Was the resort pretty nice overall? I know the pool is small. My room is on the 4'th floor, and the resort said that the 4th floor units all have new furniture. Like I said I bought it sight unseen because it seems like what I really like. I like a resort with a great location and a great view, everything else (while important ) is secondary. I will  gladly take an older (but nicely maintained) resort over a newer mega resort with people crawling all over each other fighting for chairs by the pool and on the beach. I also would much rather spend a week in am ocean front silver crown unit with a balcony overlooking the turquoise waters than stay in a gold crown resort with a view of the parking lot. I appreciate your description of the Belair because it makes me feel good about next years vacation there.

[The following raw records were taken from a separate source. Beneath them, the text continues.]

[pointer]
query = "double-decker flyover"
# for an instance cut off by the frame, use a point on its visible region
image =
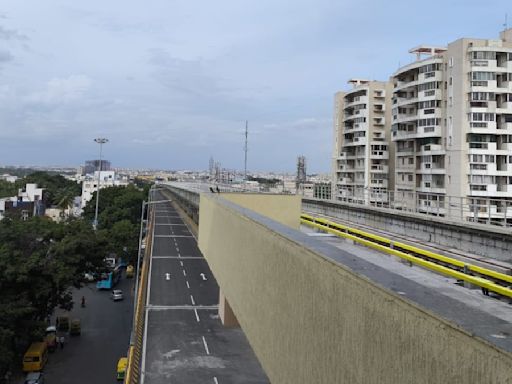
(184, 340)
(316, 313)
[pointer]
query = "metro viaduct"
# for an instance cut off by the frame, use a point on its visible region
(316, 314)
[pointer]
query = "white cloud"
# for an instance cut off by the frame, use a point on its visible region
(62, 90)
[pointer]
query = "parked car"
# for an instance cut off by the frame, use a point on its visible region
(34, 378)
(89, 277)
(75, 328)
(62, 323)
(117, 294)
(50, 338)
(121, 368)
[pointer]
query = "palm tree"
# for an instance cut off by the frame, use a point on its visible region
(65, 200)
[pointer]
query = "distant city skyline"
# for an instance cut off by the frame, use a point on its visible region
(171, 84)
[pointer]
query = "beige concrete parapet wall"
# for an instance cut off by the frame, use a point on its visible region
(311, 320)
(284, 209)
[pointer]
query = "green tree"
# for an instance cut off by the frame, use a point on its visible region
(40, 261)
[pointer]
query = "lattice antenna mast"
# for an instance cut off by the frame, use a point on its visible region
(245, 150)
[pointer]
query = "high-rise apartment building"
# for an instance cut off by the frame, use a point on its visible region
(92, 166)
(362, 143)
(452, 126)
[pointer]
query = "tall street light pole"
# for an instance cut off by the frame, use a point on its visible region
(100, 141)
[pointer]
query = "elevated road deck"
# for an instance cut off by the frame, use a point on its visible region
(184, 340)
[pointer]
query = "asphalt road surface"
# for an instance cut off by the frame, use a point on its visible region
(185, 341)
(106, 325)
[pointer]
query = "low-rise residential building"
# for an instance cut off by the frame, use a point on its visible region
(362, 146)
(29, 202)
(106, 179)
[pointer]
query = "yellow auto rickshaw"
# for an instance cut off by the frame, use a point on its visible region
(35, 358)
(121, 368)
(129, 271)
(51, 338)
(75, 327)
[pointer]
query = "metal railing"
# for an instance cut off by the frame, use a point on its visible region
(481, 210)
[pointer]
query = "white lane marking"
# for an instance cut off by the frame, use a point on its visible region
(174, 236)
(178, 257)
(183, 307)
(143, 366)
(144, 347)
(205, 346)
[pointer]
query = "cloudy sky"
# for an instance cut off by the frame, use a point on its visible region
(171, 83)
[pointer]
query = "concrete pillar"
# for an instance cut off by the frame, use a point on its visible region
(226, 314)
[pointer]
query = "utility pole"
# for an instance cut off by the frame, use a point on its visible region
(100, 141)
(245, 149)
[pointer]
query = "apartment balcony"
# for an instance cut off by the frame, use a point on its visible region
(401, 101)
(356, 141)
(487, 190)
(430, 76)
(431, 94)
(483, 64)
(380, 121)
(433, 170)
(405, 168)
(379, 183)
(484, 86)
(504, 86)
(355, 101)
(504, 188)
(347, 156)
(406, 151)
(437, 113)
(360, 127)
(478, 148)
(379, 155)
(433, 189)
(431, 149)
(483, 127)
(401, 85)
(404, 118)
(504, 128)
(379, 168)
(404, 186)
(505, 147)
(432, 131)
(504, 107)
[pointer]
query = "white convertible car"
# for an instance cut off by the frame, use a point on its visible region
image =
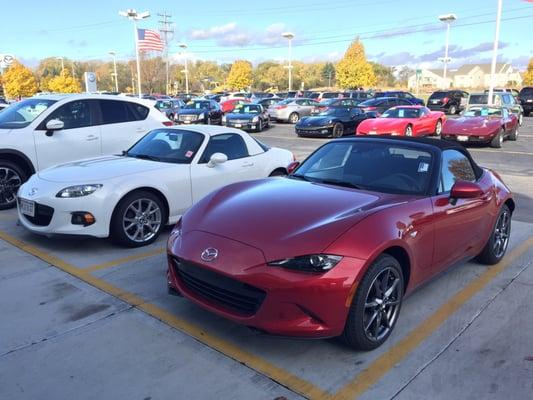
(130, 197)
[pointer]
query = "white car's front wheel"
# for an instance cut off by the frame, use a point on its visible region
(138, 219)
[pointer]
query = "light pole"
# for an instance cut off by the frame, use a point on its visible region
(134, 16)
(114, 54)
(289, 36)
(186, 70)
(447, 19)
(490, 100)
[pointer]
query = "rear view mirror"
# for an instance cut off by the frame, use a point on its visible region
(216, 159)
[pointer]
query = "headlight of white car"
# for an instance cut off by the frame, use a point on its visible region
(78, 190)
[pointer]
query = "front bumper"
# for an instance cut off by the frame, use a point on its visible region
(271, 299)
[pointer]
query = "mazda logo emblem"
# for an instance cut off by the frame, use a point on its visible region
(209, 254)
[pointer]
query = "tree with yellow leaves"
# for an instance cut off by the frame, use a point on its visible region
(64, 83)
(528, 76)
(18, 81)
(240, 75)
(354, 71)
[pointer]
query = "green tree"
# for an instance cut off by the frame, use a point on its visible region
(18, 81)
(354, 71)
(240, 75)
(528, 76)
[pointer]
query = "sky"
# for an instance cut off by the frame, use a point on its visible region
(394, 32)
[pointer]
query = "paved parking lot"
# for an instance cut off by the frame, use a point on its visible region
(84, 319)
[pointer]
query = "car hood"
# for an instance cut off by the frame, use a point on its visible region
(283, 217)
(98, 169)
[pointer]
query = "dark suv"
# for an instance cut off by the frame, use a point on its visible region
(525, 97)
(448, 101)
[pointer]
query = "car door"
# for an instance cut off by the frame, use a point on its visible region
(123, 124)
(239, 167)
(80, 137)
(459, 223)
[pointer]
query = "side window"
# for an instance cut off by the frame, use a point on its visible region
(76, 114)
(115, 111)
(455, 166)
(230, 144)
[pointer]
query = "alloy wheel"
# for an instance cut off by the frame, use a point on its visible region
(382, 304)
(10, 182)
(501, 234)
(142, 220)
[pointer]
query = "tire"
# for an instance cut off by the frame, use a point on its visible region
(360, 314)
(338, 130)
(294, 118)
(11, 177)
(452, 110)
(125, 214)
(491, 253)
(438, 128)
(497, 141)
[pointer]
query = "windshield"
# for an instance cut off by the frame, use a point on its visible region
(197, 105)
(20, 115)
(369, 165)
(401, 112)
(167, 145)
(483, 112)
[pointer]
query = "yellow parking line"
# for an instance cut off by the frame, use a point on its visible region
(231, 350)
(384, 363)
(114, 263)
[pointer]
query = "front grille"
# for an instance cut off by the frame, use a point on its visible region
(43, 215)
(229, 293)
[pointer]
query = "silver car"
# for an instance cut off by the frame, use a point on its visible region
(291, 110)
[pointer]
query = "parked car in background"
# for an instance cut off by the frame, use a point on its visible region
(489, 125)
(291, 110)
(401, 95)
(404, 121)
(132, 196)
(206, 112)
(503, 99)
(382, 104)
(448, 101)
(334, 122)
(247, 117)
(229, 105)
(169, 107)
(42, 131)
(525, 97)
(334, 247)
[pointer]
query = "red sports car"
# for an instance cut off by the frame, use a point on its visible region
(369, 220)
(404, 121)
(482, 124)
(229, 105)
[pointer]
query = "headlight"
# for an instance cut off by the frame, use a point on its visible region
(78, 190)
(310, 263)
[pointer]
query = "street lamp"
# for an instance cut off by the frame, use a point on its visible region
(183, 46)
(447, 19)
(134, 16)
(114, 54)
(289, 36)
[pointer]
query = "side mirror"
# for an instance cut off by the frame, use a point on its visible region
(292, 166)
(216, 159)
(54, 125)
(465, 190)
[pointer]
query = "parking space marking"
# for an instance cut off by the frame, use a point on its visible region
(229, 349)
(384, 363)
(123, 260)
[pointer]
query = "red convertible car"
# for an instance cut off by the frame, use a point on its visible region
(370, 219)
(404, 121)
(482, 124)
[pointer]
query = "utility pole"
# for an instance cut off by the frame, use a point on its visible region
(167, 32)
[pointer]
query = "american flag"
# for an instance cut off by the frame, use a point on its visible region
(149, 40)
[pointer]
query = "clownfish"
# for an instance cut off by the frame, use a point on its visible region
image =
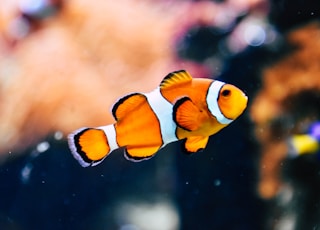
(181, 108)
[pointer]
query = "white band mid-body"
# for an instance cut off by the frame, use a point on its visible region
(163, 110)
(212, 102)
(110, 132)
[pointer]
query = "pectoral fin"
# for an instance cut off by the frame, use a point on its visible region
(186, 114)
(195, 144)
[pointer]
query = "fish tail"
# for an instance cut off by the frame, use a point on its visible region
(89, 146)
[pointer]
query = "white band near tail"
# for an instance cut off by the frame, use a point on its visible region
(212, 101)
(161, 107)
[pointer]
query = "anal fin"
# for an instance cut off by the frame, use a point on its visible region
(137, 154)
(195, 144)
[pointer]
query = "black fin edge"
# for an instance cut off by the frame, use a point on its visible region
(119, 102)
(170, 75)
(82, 153)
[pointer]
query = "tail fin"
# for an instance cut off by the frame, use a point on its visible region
(89, 146)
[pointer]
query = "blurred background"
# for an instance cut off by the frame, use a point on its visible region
(63, 63)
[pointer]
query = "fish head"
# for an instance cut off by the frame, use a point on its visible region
(231, 101)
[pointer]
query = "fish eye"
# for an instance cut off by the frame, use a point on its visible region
(226, 92)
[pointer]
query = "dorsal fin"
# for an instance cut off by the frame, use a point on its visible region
(127, 104)
(177, 77)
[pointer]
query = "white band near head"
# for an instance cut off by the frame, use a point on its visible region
(212, 102)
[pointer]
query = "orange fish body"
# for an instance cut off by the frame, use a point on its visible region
(180, 108)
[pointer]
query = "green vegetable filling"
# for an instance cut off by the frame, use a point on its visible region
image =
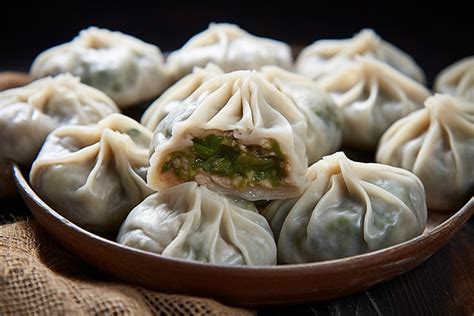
(245, 165)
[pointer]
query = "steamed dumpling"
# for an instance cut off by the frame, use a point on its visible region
(125, 68)
(29, 113)
(348, 208)
(324, 118)
(437, 144)
(372, 95)
(172, 97)
(236, 134)
(457, 79)
(326, 56)
(231, 48)
(190, 222)
(94, 175)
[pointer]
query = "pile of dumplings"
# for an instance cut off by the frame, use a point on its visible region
(237, 158)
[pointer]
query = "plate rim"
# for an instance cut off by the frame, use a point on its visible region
(449, 226)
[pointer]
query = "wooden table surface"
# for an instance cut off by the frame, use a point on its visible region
(443, 285)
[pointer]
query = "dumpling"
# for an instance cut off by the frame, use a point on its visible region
(349, 208)
(29, 113)
(372, 95)
(94, 175)
(326, 56)
(324, 119)
(190, 222)
(437, 144)
(229, 47)
(176, 94)
(127, 69)
(457, 79)
(236, 134)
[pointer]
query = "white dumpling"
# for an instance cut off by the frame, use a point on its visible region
(190, 222)
(176, 94)
(348, 208)
(437, 144)
(29, 113)
(323, 117)
(125, 68)
(229, 47)
(457, 79)
(326, 56)
(94, 175)
(236, 134)
(372, 95)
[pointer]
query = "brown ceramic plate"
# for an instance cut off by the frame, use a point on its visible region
(241, 285)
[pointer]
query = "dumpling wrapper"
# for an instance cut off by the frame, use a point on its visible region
(245, 109)
(29, 113)
(326, 56)
(172, 97)
(457, 79)
(437, 144)
(230, 48)
(127, 69)
(190, 222)
(94, 175)
(349, 208)
(324, 118)
(371, 95)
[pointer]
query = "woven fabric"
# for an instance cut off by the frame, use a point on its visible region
(38, 277)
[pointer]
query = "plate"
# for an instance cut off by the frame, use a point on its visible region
(241, 285)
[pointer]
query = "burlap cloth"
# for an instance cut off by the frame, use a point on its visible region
(38, 277)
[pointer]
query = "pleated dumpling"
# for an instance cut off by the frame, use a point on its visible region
(229, 47)
(29, 113)
(94, 175)
(125, 68)
(323, 117)
(176, 94)
(236, 134)
(457, 79)
(372, 95)
(326, 56)
(190, 222)
(348, 208)
(437, 144)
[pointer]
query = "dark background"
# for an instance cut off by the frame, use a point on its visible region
(436, 35)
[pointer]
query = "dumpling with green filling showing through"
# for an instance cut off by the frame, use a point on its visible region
(182, 89)
(127, 69)
(324, 118)
(236, 134)
(349, 208)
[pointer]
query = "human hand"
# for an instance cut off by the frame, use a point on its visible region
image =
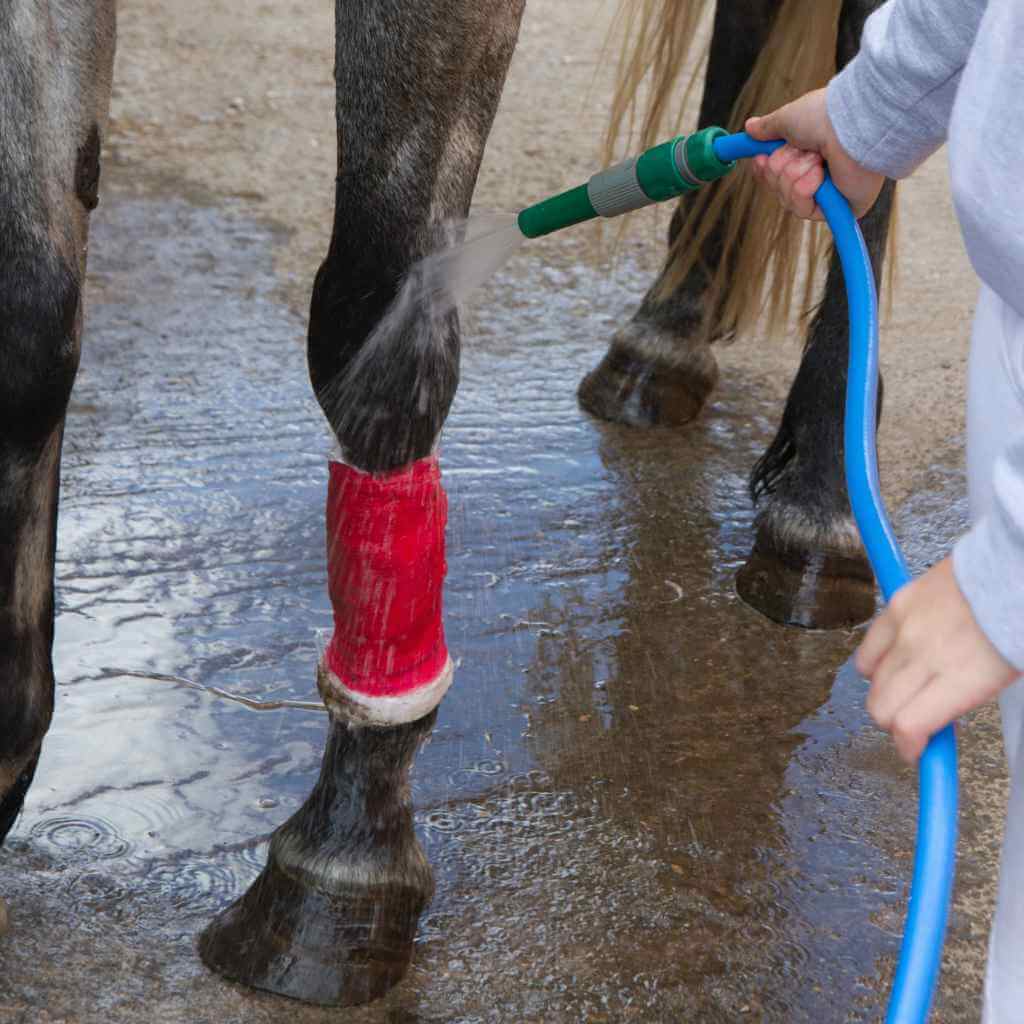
(928, 662)
(797, 169)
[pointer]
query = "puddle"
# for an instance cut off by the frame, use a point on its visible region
(643, 801)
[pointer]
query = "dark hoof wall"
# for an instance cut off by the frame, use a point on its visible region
(333, 916)
(641, 392)
(295, 939)
(815, 590)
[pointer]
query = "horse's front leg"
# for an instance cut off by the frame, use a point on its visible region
(808, 566)
(54, 90)
(333, 915)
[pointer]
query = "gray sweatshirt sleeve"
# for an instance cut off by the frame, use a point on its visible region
(890, 105)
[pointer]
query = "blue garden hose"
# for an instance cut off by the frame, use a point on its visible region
(936, 852)
(684, 164)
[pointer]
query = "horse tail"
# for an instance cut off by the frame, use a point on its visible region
(762, 248)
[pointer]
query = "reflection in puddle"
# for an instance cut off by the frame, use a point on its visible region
(643, 801)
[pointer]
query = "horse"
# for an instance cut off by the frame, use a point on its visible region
(333, 915)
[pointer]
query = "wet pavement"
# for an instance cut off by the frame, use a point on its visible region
(642, 800)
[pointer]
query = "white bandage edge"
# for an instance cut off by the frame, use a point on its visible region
(360, 709)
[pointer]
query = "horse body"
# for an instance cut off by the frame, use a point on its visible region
(333, 916)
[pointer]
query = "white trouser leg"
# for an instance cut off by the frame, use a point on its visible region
(995, 412)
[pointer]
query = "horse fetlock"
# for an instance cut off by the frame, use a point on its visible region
(650, 376)
(332, 918)
(807, 568)
(39, 347)
(27, 682)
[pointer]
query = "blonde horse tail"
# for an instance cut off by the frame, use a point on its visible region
(759, 248)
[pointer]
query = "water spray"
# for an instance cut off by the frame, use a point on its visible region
(682, 165)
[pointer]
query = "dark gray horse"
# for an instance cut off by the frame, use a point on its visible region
(333, 916)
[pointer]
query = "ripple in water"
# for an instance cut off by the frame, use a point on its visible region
(80, 837)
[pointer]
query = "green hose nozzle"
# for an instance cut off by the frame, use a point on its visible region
(681, 165)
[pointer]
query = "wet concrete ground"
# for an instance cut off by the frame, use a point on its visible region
(643, 801)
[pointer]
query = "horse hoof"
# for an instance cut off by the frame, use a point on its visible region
(797, 586)
(333, 915)
(642, 382)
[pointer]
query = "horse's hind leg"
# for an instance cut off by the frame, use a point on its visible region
(333, 915)
(659, 368)
(808, 567)
(55, 62)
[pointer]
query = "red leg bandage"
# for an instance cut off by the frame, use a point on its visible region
(387, 662)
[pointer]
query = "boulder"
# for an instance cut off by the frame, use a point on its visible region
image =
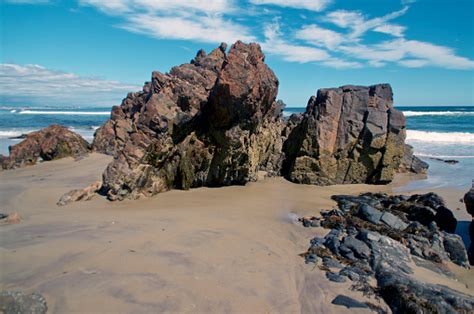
(212, 122)
(350, 134)
(19, 302)
(53, 142)
(369, 213)
(80, 194)
(469, 201)
(411, 163)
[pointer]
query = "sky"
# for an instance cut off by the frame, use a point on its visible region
(93, 52)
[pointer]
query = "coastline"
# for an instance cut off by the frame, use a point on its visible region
(232, 249)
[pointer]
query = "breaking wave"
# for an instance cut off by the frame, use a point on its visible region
(440, 137)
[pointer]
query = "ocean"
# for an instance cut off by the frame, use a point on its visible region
(445, 132)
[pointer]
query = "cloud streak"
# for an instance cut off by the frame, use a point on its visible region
(34, 83)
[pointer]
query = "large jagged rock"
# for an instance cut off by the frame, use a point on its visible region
(212, 122)
(350, 134)
(469, 202)
(411, 163)
(53, 142)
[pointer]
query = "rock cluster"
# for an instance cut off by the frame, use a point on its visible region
(215, 121)
(13, 302)
(380, 236)
(469, 202)
(350, 134)
(50, 143)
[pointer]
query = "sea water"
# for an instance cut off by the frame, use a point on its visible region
(445, 132)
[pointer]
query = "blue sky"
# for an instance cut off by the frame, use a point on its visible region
(92, 52)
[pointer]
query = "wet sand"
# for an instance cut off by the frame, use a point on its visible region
(232, 249)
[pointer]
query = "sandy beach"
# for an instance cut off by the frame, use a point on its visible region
(233, 249)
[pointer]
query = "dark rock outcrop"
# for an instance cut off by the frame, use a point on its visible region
(411, 163)
(19, 302)
(53, 142)
(215, 122)
(350, 134)
(469, 202)
(211, 122)
(360, 247)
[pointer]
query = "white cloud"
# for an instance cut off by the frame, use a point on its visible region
(312, 5)
(391, 29)
(320, 36)
(28, 1)
(274, 44)
(36, 83)
(359, 25)
(177, 19)
(207, 29)
(161, 6)
(342, 64)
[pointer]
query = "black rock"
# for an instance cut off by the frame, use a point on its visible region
(422, 214)
(393, 221)
(348, 302)
(358, 248)
(331, 263)
(335, 277)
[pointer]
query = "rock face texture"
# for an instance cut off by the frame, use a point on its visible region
(50, 143)
(215, 122)
(350, 134)
(411, 163)
(469, 202)
(362, 245)
(211, 122)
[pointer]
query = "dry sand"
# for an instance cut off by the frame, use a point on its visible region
(232, 249)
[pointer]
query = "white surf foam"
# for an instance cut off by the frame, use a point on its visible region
(91, 113)
(13, 133)
(440, 137)
(437, 113)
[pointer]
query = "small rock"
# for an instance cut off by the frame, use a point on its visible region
(359, 248)
(456, 250)
(348, 302)
(19, 302)
(369, 213)
(445, 219)
(11, 218)
(393, 221)
(331, 263)
(335, 277)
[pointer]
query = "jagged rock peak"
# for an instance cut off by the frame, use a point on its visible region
(211, 122)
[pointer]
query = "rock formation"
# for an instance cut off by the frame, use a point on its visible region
(362, 245)
(469, 202)
(411, 163)
(350, 134)
(215, 122)
(50, 143)
(211, 122)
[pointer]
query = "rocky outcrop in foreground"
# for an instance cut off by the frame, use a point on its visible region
(350, 134)
(215, 122)
(13, 302)
(379, 236)
(469, 202)
(53, 142)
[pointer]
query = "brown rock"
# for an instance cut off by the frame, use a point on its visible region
(350, 134)
(11, 218)
(53, 142)
(80, 194)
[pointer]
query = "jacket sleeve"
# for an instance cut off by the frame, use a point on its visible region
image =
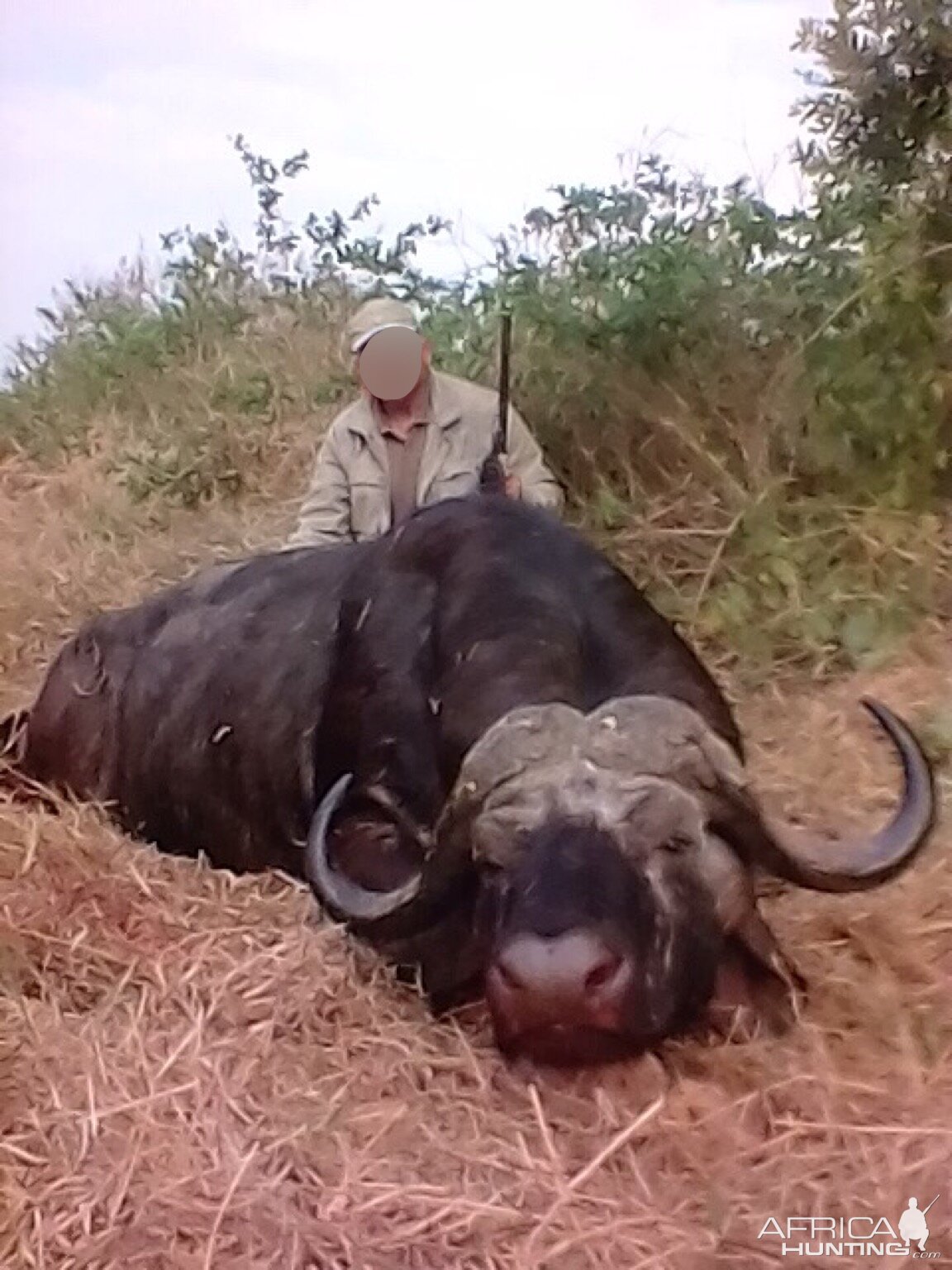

I don't mind fighting the traffic and crowds while sightseeing during the day as long as I can get  some peace and quiet at my resort


----------



## Cathyb (Feb 28, 2008)

tombo: It sounds like a perfect match for you.  As for Wi-fi, I think the Divi next door has that capability but I did not see anyone with their computers at Belair.  We were in Unit 418 and it did show renovation results. The rattan furniture had bright and cheery flower prints.  Some of the unit's features still show the age like in the second bathroom and parts of the kitchen; but nothing that was offensive.  

One disadvantage at Belair is the cost of local calls -- $.50 per minute!  We ended up renting (at their front desk) a cellphone for emergencies and calling home.  It was around $50 for the week which included about 45 minutes where we could call California.  It was worth the money for us to have that.  The guy came to our unit with paperwork and when we left, we gave the phone to the Front Desk. We used it to confirm airplane schedules and return of car rental.


----------